Orders and recommendations

Orders

  1. Within 4 weeks from the date of this report, the landlord must widen the resident’s kitchen doorway. If it was not structurally possible to carry out the work, it must produce a report by a RICS-registered surveyor explaining the reasons for this in detail. Evidence must be shared with this service.
  2. The landlord must take the following actions:
    1. Inspect the resident’s property and produce a report by a suitably qualified engineer within 4 weeks from the date for this report.

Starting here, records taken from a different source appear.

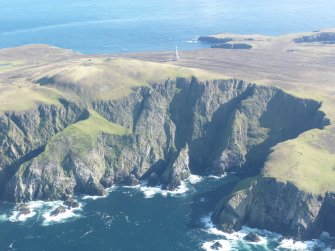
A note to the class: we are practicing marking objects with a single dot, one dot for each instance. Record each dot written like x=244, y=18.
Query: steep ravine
x=161, y=133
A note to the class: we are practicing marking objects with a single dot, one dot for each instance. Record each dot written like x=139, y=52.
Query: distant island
x=259, y=106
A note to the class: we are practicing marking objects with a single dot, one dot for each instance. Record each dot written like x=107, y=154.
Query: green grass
x=244, y=184
x=21, y=97
x=10, y=65
x=109, y=80
x=82, y=136
x=305, y=161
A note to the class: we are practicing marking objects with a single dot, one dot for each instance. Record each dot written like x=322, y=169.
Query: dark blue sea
x=102, y=26
x=144, y=218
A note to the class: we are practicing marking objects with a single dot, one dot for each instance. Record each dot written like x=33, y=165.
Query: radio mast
x=176, y=57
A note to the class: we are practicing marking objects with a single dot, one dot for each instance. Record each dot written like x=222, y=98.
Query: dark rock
x=232, y=46
x=23, y=209
x=153, y=180
x=276, y=206
x=216, y=40
x=177, y=171
x=59, y=210
x=131, y=181
x=216, y=246
x=322, y=37
x=252, y=237
x=71, y=203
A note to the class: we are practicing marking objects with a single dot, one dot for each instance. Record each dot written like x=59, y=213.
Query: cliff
x=85, y=124
x=53, y=152
x=279, y=207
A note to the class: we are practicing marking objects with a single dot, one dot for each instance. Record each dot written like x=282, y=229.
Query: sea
x=145, y=218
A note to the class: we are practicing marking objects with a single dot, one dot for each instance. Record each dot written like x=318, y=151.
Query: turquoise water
x=103, y=26
x=138, y=218
x=142, y=218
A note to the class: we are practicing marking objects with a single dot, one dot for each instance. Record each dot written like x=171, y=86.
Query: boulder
x=252, y=237
x=71, y=203
x=216, y=246
x=23, y=209
x=59, y=210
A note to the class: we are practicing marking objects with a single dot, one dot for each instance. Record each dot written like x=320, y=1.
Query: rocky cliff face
x=279, y=207
x=175, y=127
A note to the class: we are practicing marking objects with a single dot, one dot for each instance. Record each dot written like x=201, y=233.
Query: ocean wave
x=62, y=217
x=96, y=197
x=18, y=217
x=290, y=244
x=194, y=179
x=41, y=210
x=208, y=245
x=236, y=241
x=217, y=176
x=150, y=192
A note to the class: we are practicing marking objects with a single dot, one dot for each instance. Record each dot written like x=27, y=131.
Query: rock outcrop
x=208, y=127
x=322, y=37
x=276, y=206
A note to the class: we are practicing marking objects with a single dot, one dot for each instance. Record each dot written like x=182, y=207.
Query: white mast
x=176, y=57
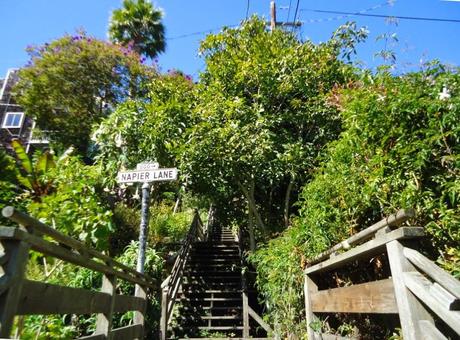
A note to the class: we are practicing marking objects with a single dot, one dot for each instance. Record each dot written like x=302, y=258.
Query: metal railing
x=418, y=290
x=20, y=296
x=171, y=285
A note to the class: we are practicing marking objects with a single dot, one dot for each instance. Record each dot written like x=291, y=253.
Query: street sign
x=147, y=166
x=146, y=176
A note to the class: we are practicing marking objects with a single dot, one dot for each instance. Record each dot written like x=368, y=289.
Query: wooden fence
x=20, y=296
x=418, y=290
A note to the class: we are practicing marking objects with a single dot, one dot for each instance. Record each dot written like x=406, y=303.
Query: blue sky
x=38, y=21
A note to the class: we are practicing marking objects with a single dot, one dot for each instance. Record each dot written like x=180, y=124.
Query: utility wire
x=386, y=3
x=295, y=14
x=199, y=33
x=381, y=16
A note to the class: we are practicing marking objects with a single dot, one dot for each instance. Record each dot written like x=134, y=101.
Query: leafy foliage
x=399, y=149
x=9, y=189
x=73, y=82
x=76, y=207
x=33, y=174
x=148, y=129
x=138, y=24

The report must set out the method used to ascertain whether there was a secondary heat source.
    2. Within a further 2 weeks, it must carry out the engineer’s recommendations to mitigate the situation in accordance with the report’s findings.

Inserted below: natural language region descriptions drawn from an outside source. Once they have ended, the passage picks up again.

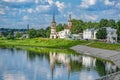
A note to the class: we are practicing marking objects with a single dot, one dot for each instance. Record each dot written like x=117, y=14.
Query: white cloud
x=107, y=2
x=91, y=17
x=25, y=18
x=30, y=10
x=118, y=5
x=41, y=8
x=50, y=2
x=2, y=11
x=60, y=5
x=87, y=3
x=14, y=0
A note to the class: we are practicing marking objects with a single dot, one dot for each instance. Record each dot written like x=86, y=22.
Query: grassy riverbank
x=42, y=42
x=104, y=45
x=58, y=43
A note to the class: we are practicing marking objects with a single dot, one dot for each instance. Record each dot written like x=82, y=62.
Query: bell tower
x=69, y=22
x=53, y=34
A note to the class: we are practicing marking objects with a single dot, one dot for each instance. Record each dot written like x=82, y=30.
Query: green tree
x=10, y=35
x=18, y=35
x=32, y=33
x=103, y=22
x=118, y=29
x=101, y=33
x=59, y=27
x=41, y=33
x=47, y=32
x=77, y=26
x=111, y=23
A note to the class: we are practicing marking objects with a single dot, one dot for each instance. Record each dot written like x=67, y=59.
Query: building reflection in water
x=86, y=61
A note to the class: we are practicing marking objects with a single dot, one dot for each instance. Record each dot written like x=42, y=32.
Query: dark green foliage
x=40, y=33
x=18, y=35
x=77, y=26
x=103, y=22
x=59, y=27
x=32, y=33
x=118, y=29
x=101, y=34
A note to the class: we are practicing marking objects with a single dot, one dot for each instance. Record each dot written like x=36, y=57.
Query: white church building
x=111, y=35
x=89, y=34
x=61, y=34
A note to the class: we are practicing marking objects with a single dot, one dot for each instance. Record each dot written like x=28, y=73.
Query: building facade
x=61, y=34
x=89, y=33
x=111, y=35
x=53, y=34
x=66, y=32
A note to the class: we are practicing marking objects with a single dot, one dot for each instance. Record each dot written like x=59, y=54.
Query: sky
x=38, y=13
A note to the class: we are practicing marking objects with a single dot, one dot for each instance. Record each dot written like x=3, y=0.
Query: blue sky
x=38, y=13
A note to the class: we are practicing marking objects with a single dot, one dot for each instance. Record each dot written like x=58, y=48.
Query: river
x=18, y=64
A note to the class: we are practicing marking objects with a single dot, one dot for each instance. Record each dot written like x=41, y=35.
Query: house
x=64, y=34
x=111, y=35
x=77, y=36
x=89, y=33
x=61, y=34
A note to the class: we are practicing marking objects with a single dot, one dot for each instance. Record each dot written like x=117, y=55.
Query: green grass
x=104, y=45
x=42, y=42
x=58, y=43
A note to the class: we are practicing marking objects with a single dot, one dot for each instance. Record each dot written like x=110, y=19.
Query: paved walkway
x=111, y=55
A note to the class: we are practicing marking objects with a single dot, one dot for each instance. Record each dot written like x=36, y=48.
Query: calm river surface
x=26, y=65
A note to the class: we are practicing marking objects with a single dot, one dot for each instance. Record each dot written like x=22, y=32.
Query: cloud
x=25, y=18
x=90, y=17
x=87, y=3
x=2, y=11
x=60, y=5
x=107, y=2
x=14, y=0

    3. The report and supporting documents must be sent to the resident and this service within 6 weeks from the date of this report.

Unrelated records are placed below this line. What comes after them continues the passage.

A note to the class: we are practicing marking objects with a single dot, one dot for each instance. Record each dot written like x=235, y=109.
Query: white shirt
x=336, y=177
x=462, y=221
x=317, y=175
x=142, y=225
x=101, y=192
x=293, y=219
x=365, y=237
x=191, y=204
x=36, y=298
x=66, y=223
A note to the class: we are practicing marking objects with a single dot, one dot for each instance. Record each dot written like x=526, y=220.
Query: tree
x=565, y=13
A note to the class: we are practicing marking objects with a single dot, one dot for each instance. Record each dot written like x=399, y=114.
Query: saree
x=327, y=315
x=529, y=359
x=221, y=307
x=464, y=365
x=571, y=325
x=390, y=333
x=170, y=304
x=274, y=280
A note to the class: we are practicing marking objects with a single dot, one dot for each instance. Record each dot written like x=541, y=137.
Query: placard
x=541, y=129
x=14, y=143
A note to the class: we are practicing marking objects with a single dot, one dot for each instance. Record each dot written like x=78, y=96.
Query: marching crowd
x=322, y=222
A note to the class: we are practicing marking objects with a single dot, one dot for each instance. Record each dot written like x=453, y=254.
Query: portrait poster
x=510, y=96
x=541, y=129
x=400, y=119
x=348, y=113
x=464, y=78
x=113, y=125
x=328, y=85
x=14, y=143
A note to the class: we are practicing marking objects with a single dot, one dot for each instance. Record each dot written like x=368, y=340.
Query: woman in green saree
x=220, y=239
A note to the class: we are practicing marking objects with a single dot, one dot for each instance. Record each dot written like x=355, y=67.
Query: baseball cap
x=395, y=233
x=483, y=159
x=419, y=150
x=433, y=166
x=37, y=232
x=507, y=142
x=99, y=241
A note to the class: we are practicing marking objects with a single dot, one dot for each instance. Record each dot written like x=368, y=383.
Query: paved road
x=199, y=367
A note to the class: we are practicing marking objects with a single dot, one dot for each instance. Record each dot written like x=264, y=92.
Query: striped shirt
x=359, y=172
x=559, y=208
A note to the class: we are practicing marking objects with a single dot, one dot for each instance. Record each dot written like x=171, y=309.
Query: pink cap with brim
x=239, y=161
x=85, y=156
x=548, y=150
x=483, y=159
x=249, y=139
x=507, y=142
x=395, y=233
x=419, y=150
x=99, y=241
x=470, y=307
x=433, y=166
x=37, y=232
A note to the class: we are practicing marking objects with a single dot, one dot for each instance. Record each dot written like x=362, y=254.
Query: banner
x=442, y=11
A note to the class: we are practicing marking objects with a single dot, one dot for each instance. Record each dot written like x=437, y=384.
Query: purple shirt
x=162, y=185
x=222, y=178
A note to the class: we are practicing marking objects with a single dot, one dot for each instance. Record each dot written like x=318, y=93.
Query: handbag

  3. The landlord must liaise with the resident and her carer/relatives and find a solution that would enable its operative to treat the resident’s home for pests and keep the resident out of the property for 4 hours after, in accordance with the evidence supplied by the landlord from 4 January 2024. It must complete the treatment within 4 weeks from the date of this report.
  4. Within 4 weeks from the date of this report, the landlord must write the resident an apology letter for the failure identified. It must also pay the resident directly a total of £3,356 in compensation, comprised of:
    1. £1,500 for the distress and inconvenience caused by its handling of the resident’s adaptation to the kitchen doorway.
    2. For the 52 weeks starting on 24 August 2023 and ending 4 weeks from this report, the landlord must pay the resident compensation for the distress and inconvenience caused by the loss of room and enjoyment of her home. This service calculated compensation based on 25% of the weekly rent of £112, a total of £1,456.
    3. £100 for the distress and inconvenience caused by its handling of the resident’s reports of pest infestation.
    4. £100 for the distress and inconvenience caused by its handling of the resident’s reports that the property was overheating.
    5. £200 for the distress caused by its handling of the associated complaint.
  5. In accordance with paragraph 54 (g) of the Housing Ombudsman Scheme, the landlord must carry out a case review by its head of service. A summary of its findings, learnings and actions it would take must be sent to this service within 6 weeks from the date of this report, and it must include (at minimum):
    1. The reasons why it did not widen the kitchen doorway in 11 months, and the measures it would need to take to ensure situations like this do not reoccur.
    2. Identify the measures it would need to take to ensure complaints involving cross-departmental issues are being coordinated and responded to by the appropriate department, in accordance with its complaint procedure.
    3. It must consider whether staff training is required with regards to The Human Rights Act 1998 and the Equality Act 2010. If it does not think that staff training is required, the rationale for this must be explained in its review.

Recommendations

  1. If not already done, the landlord should repair the extractor fans and light strip in the kitchen and take prompt action to eradicate any damp, mould, or leaks in the resident’s home, in accordance with the evidence it had received from its housing officer.